Ao longo da canção, a personagem apresenta-se como corretor, uma profissão
nobre não regulamentada, como tantas outras no país, afirma que nela fez carreira de forma
digna, passo a passo: engolidor de lista, olheiro, apontador, anotador, apurador, ministro,
chefe do planejamento, chefe de estado, bispo. No auge de seus posicionamentos compara o
Jogo do Bicho a uma religião onde Mirandão em vida era papa e depois de morto santo.
Até esta passagem do texto a informação que se tem é que a personagem Mirandão,
o “Rei de Ramos” está morta. Também não nenhuma didascália que indique a quebra do
tempo cronológico, ou que alerte de que se trata de uma suspensão temporal para que haja a
inclusão do tempo passado à cena, como esclarecedor.
Após o canto de Pedroca, simplesmente uma indicação de luz e as didascálias
que introduzem a personagem protagonista, com uma detalhada descrição de figurino,
características e intenções.
O dramaturgo faz uso de uma visão subjetiva ao atribuir as especificações para
Mirandão, como em “simpatia, carisma, ar paternal dos ditadores menores”, ao importar às
intenções uma forma rica de abordagem “arcanjo cruel e protetor”, ou ainda ao manifestar
sua leitura tipicamente irônica sobre a contravenção: “como se todas as ações indignas
pudessem se revestir de dignidade”:
34
Luz sobre Mirandão, todo de branco, charuto, sentado a uma grande
mesa cheia de telefones de todas as cores. Fala a um deles. (...)

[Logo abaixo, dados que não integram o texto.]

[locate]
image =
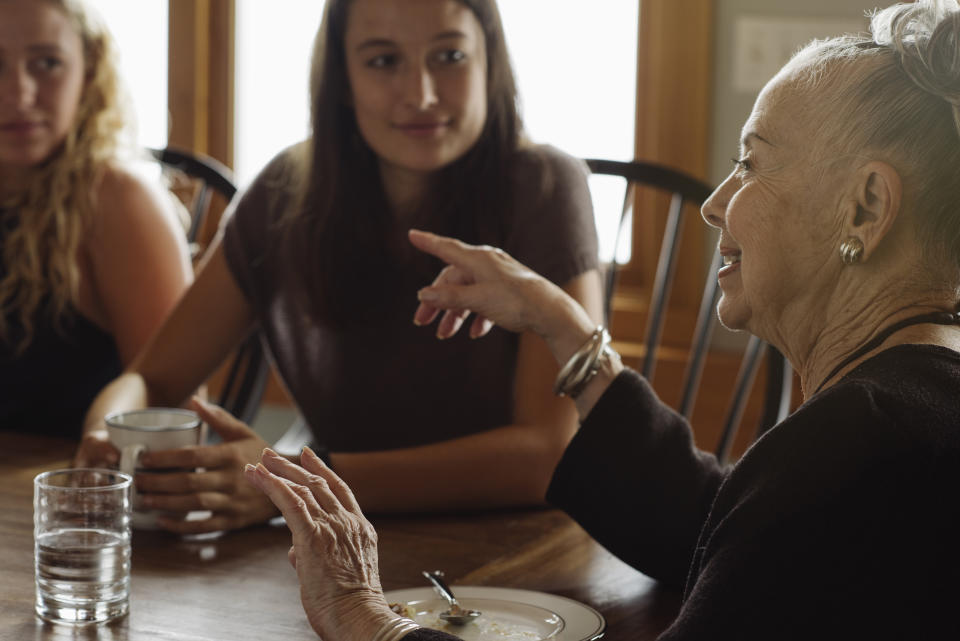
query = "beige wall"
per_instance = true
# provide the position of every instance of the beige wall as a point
(732, 106)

Mirandão, ele tem a simpatia, o carisma e o ar paternal dos ditadores
menores. Parece carregar sempre nas costas um grande fardo, imensa
responsabilidade, com arcanjo cruel e protetor. Sua obediência quase
religiosa à “ética profissional” não é um traço de cinismo ou hipocrisia
em seu caráter, mas uma noção particular e exótica de dignidade em
que ele acredita sinceramente. Um exemplo de deformação a que pode
chegar a manipulação de valores humanos na tentativa de vestir uma
realidade em que todos esses valores são negados. Por vezes, aparece
que ele, como os demais bicheiros, não se conta dessa contradição,
como se todas as ações indignas pudessem se revestir de dignidade,
desde que observando posteriormente um certo código de ética. No
fundo, Mirandão é um ferrenho moralista. No momento em que desliga,
Pedroca vai a ele. (...) Mirandão nota que Pedroca traz alguma notícia.

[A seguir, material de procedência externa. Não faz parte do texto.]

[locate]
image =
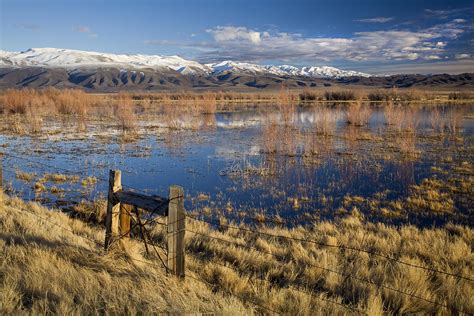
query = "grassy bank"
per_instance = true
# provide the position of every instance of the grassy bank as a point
(47, 268)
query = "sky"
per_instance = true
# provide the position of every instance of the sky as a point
(378, 37)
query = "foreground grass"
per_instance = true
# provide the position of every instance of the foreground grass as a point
(45, 268)
(48, 269)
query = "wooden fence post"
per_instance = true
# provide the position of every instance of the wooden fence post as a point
(113, 208)
(125, 219)
(176, 229)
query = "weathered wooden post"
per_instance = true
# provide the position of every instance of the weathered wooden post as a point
(125, 220)
(113, 208)
(176, 229)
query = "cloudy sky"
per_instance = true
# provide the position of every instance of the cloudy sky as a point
(373, 36)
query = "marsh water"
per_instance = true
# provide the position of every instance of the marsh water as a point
(247, 164)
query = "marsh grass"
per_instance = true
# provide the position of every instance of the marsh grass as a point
(358, 114)
(287, 106)
(124, 113)
(46, 269)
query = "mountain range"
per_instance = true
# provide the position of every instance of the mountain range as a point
(66, 68)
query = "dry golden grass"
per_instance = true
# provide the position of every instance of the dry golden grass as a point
(46, 269)
(358, 114)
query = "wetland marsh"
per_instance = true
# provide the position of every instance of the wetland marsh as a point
(279, 163)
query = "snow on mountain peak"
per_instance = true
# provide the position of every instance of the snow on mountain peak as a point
(69, 58)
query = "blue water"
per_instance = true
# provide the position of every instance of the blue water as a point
(216, 163)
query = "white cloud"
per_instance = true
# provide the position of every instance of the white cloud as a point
(379, 19)
(85, 30)
(462, 56)
(82, 29)
(432, 57)
(245, 44)
(229, 33)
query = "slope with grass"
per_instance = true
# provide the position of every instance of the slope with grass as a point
(54, 263)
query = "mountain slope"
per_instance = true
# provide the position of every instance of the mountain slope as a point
(70, 59)
(64, 68)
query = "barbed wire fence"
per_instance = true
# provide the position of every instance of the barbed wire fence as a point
(146, 236)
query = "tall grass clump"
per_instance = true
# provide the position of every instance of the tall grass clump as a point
(461, 96)
(124, 113)
(287, 106)
(308, 95)
(358, 114)
(207, 103)
(325, 120)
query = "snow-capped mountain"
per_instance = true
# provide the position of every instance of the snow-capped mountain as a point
(283, 70)
(76, 59)
(69, 58)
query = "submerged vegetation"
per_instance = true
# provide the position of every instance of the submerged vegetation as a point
(308, 151)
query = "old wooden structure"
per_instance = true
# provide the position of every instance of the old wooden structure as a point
(120, 207)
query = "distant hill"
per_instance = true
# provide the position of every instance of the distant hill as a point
(63, 68)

(...) Mirandão levanta-se transfigurado. (...) Mirandão pensa um
instante. (...)
cmxliv
O terceiro quadro, inserido na peça pela didascália A Moral e a Lei ou Uma
Questão de Ética”,
cmxlv
lança mão da ironia, uma constante em Dias Gomes, para introduzir a
questão da ética na contravenção. Esse quadro é fornecedor de uma série de informações que
trazem à luz o entendimento que os bicheiros têm do que seja a traição, a palavra dada, a
fidelidade e as providências que são tomadas nestas situações. É também neste trecho que a
personagem antagonista a Mirandão, Brilhantina, é incluída e devidamente apresentada, com
suas características físicas, seus distúrbios comportamenTaís, suas intenções e seu figurino.

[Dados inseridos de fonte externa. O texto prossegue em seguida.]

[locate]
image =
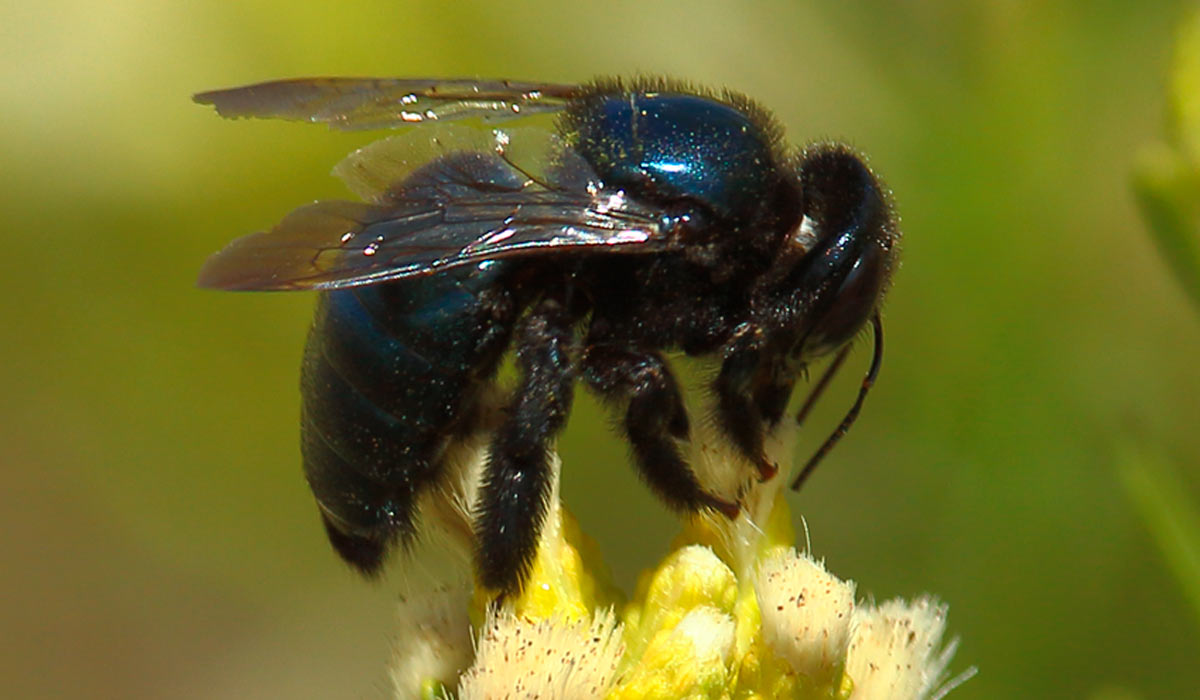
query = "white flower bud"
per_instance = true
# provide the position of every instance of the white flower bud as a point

Outro aspecto a ser ressaltado é a utilização do processo coreográfico para estruturar a ação da
cena. Como a proposta do texto é um teatro musical, o autor deixou assinalado através das
didascálias os pontos onde as ações teriam desenhos coreográficos e acompanhamento
musical:
Balé. Na loja de Pai Joaquim, entre imagens de orixás africanos, entre
búzios, velas e patuás, o Boca-de-Alpercata instalou seu ponto. Diante
dele, alguns jogadores fazem seu jogo. Boca-de-Alpercata escreve as
apostas num talão. Os homens de Pedroca entram, cautelosos, um após
o outro, evoluem em torno do bicheiro, carregando enormes imagens de
orixás. A música e a coreografia criam um clima: preparação para o
assalto. (...) Os homens de Pedroca evoluem pelo cenário e começam a
destruir a loja. (...) Todos se voltam para Pedroca que surge de repente,
de revólver em punho. (...) Os bailarinos prosseguem na coreografia que
traduz a destruição da loja e do ponto. Os jogadores em pânico fogem.
Pedroca avança para Boca-de-Alpercata, que se encolhe, apavorado. (...)
Pedroca liquida Boca-de-Alpercata com um tiro. Ele cai, de costas, na
cadeira, de boca aberta. Mirandão entra. (...) Sai com Pedroca.
cmxlvi
Os jogadores, ao retornarem à cena, conferem a morte da personagem Boca-de-
Alpercata e cantam a estrofe da primeira canção da peça, para reforçar o comportamento da
personagem Mirandão quando traída:
34
Os jogadores, que haviam fugido, voltam e se acercam do cadáver. (...)
Cantam:
Os seus desafetos e rivais
Misericordioso não matava
Mandava matar
E financiava os funerais
As pobres viúvas consolava
Chegava a chorar.
cmxlvii
As didascálias que apresentam Brilhantina, carregadas de ações específicas
direcionadas a uma higiene e preocupação estética exageradas e impulsivas, neste momento
pontua a personagem, para que, mais tarde, todas essas ações estejam relacionadas às
informações que irão justificar esses comportamentos:
Manga Larga (Figura 198) entra. Os jogadores fogem, receosos. (...)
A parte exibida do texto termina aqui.